Elon Law student testifies before state commission
On January 6, Austin Morris L'12 testified before the North Carolina General Statutes Commission on law governing the naming of debtors on financing statements.
The North Carolina General Statutes Commission advises the North Carolina General Assembly on the adoption and amendment of uniform state laws (such as the Uniform Commercial Code). Morris testified before the commission based on expertise developed while researching a paper for Elon Law Professor Henry Gabriel’s Secured Transactions course.
In his testimony, Morris recommended that North Carolina adopt legislation proposed by the Uniform Law Commission for Uniform Commercial Code Article 9, Section 503, which governs the naming of debtors on financing statements. Morris suggested in his testimony that “Alternative A” offered by the Uniform Law Commission was a better choice than “Alternative B” because the former would create more certainty for the secured party, ease the burden on searchers of filing records, and contribute to national uniformity since a vast majority of states have chosen already to enact Alternative A.
Morris included in his testimony an analysis of written decisions illustrating the problems with the current system of naming debtors. Ultimately, after some discussion, the Commissioners did decide to recommend to the General Assembly the adoption of Alternative A. Morris testified at the invitation of Elon Law Professor Andrew Haile, who is himself a member of the General Statues Commission.
“It’s wonderful that the faculty of the Elon University School of Law goes to such lengths to find ways for students to develop intellectually, and to become engaged in the legal world outside the law school,” Morris said. “The experience reminded me anew of the value of the legal skills that we develop on a daily basis at the Elon University School of Law.”
Reflecting on the experience, Morris described it as part of a year in which he has been deeply engaged in various aspects of law and the legal profession.

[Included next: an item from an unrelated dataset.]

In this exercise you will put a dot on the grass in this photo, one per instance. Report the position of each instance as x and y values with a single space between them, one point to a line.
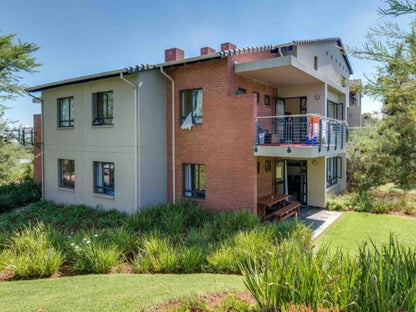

“During my third year of law school alone, I will have worked alongside attorneys in state government, in private practice, and in a non-profit setting,” Morris said. “I will have written a scholarly paper, testified about its contents before the state’s General Statutes Commission, participated in a regional Mock Trial competition, attended oral arguments before the Fourth Circuit, volunteered with Wills for Heroes, and helped to organize a pro bono program which will provide hundreds of hours of free tax assistance to the people of Greensboro.”